This relies on a pipe with a length over 600mm to elevate actual-use torque, and a loop shape to save space.

As the long distance cools the exhaust gas before it reaches the catalyst, which would then delay the catalyst’s activation, the system delays ignition timing after engine-start for stable combustion.

A piston cavity is used to optimize fuel injection further, to formulate a stratified air-fuel mixture around the spark plug, according to Mazda.

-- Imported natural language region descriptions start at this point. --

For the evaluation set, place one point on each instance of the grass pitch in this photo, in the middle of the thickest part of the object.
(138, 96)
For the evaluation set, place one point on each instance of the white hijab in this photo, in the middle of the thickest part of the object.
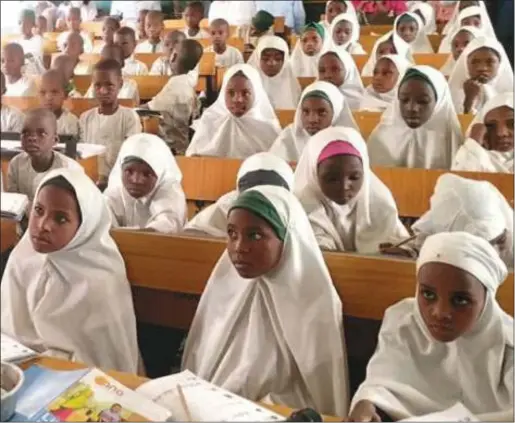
(412, 374)
(292, 140)
(372, 213)
(502, 82)
(245, 334)
(284, 88)
(164, 208)
(219, 133)
(375, 101)
(75, 303)
(431, 146)
(213, 219)
(473, 157)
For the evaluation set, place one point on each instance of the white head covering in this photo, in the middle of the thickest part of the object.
(502, 82)
(76, 301)
(292, 140)
(473, 157)
(219, 133)
(284, 88)
(373, 212)
(375, 101)
(431, 146)
(213, 219)
(164, 208)
(412, 374)
(251, 344)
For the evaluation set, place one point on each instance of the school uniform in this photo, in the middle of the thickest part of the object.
(251, 345)
(164, 208)
(221, 134)
(411, 374)
(290, 143)
(368, 220)
(47, 299)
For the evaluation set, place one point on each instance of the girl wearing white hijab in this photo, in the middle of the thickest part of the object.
(65, 291)
(483, 78)
(259, 169)
(452, 343)
(240, 123)
(358, 217)
(245, 334)
(292, 140)
(144, 189)
(426, 137)
(493, 152)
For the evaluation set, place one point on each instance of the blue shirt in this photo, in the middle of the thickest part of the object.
(292, 10)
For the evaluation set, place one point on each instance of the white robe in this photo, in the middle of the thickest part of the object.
(74, 303)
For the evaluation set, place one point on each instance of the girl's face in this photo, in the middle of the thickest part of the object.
(450, 300)
(271, 61)
(340, 178)
(54, 219)
(239, 95)
(138, 178)
(253, 246)
(317, 114)
(483, 64)
(417, 101)
(331, 69)
(385, 76)
(499, 129)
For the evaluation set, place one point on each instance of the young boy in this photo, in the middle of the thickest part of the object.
(153, 29)
(17, 84)
(226, 56)
(52, 94)
(125, 37)
(109, 124)
(38, 137)
(193, 14)
(177, 101)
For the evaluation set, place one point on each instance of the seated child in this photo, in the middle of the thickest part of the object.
(17, 84)
(109, 124)
(125, 37)
(259, 169)
(144, 190)
(38, 138)
(489, 143)
(154, 28)
(321, 105)
(349, 207)
(65, 266)
(388, 74)
(426, 136)
(307, 50)
(455, 321)
(226, 56)
(240, 123)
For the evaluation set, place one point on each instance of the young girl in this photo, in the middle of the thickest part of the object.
(420, 129)
(453, 336)
(144, 190)
(321, 105)
(482, 72)
(388, 74)
(349, 208)
(489, 144)
(338, 67)
(65, 291)
(240, 123)
(275, 70)
(245, 334)
(259, 169)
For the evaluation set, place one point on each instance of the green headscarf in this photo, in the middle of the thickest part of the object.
(258, 204)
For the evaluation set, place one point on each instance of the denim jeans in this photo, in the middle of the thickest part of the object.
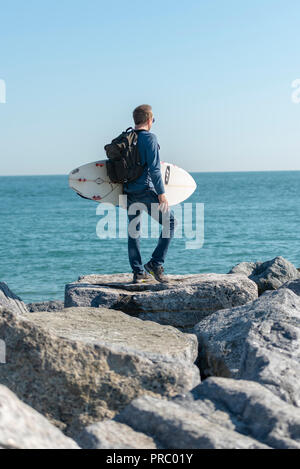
(149, 200)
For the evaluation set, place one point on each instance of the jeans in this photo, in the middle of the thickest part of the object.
(149, 200)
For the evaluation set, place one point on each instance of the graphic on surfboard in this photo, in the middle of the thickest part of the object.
(92, 182)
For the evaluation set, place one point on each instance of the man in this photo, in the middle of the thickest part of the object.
(149, 191)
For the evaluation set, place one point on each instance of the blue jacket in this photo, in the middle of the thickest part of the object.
(151, 177)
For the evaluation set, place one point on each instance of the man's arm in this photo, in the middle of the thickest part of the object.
(153, 162)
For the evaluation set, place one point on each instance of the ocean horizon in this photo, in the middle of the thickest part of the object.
(49, 233)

http://www.mazda.com/en/innovation/technology/skyactiv/skyactiv-g/


----------



## GoldenX (Aug 8, 2017)

As a motor fan, this is great news, but as a rotary fanboy, Mazda, gimme another RX-7 please!


----------



## therealmeep (Aug 9, 2017)

CAPSLOCKSTUCK said:


> *HOW IT WORKS*
> A homogeneous charge compression ignition (HCCI) engine ignites petrol through compression, eliminating spark plugs.
> 
> Its fuel economy potentially matches that of a diesel engine without high emissions of nitrogen oxides or sooty particulates.
> ...


 So in a nutshell its a diesel engine running on gas with some new fiddly bits to help it with mpg and the works.


----------



## Melvis (Aug 9, 2017)

so its a diesel engine with extractors that doesn't run on diesel?


----------



## HD64G (Aug 9, 2017)

Melvis said:


> so its a diesel engine with extractors that doesn't run on diesel?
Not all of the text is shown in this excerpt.